On asymptotic behavior of solutions to random fractional Riesz-Bessel equations with cyclic long memory initial conditions

TL;DR

This paper studies the long-term behavior of solutions to fractional Riesz-Bessel equations with random initial conditions exhibiting long-range and cyclic dependence, showing convergence to specific Gaussian random fields.

Contribution

It introduces asymptotic analysis of solutions with cyclic long memory initial conditions, revealing their convergence to spatio-temporal Gaussian fields with detailed spectral properties.

Findings

Rescaled solutions converge to Gaussian random fields

Limit fields are stationary in space, non-stationary in time

Multiscaling limit theorems are established for regularly varying cases

Abstract

This paper investigates fractional Riesz-Bessel equations with random initial conditions.

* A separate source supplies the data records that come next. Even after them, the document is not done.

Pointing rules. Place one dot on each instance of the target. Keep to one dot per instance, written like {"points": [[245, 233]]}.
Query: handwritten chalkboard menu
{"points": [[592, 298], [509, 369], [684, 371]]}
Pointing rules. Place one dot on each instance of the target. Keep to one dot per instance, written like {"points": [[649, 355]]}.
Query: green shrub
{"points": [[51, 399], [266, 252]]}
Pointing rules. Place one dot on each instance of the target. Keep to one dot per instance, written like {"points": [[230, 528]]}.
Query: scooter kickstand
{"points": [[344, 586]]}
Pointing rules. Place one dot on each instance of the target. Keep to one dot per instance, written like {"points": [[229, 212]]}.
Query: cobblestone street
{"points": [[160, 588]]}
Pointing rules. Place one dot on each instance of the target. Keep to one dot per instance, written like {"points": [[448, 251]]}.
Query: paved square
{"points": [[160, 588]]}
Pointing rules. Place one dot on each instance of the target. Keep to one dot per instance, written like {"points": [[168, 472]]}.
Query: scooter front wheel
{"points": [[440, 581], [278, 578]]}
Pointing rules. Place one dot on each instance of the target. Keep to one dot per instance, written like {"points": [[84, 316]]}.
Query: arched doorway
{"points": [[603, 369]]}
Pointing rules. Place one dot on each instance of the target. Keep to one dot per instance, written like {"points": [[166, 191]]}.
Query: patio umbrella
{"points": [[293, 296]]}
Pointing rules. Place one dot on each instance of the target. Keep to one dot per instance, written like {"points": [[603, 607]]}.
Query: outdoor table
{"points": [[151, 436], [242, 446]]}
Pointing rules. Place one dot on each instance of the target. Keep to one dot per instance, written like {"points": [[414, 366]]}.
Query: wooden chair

The spectra of these random initial conditions exhibit singularities both at zero frequency and at non-zero frequencies, which correspond to the cases of classical long-range dependence and cyclic long-range dependence, respectively. Using spectral methods and asymptotic theory, it is shown that the rescaled solutions of the equations converge to spatio-temporal Gaussian random fields. The limit fields are stationary in space and non-stationary in time. The covariance and spectral structures of the resulting asymptotic random fields are provided. The paper further establishes multiscaling limit theorems for the case of regularly varying asymptotics. A numerical example illustrating the theoretical results is also presented.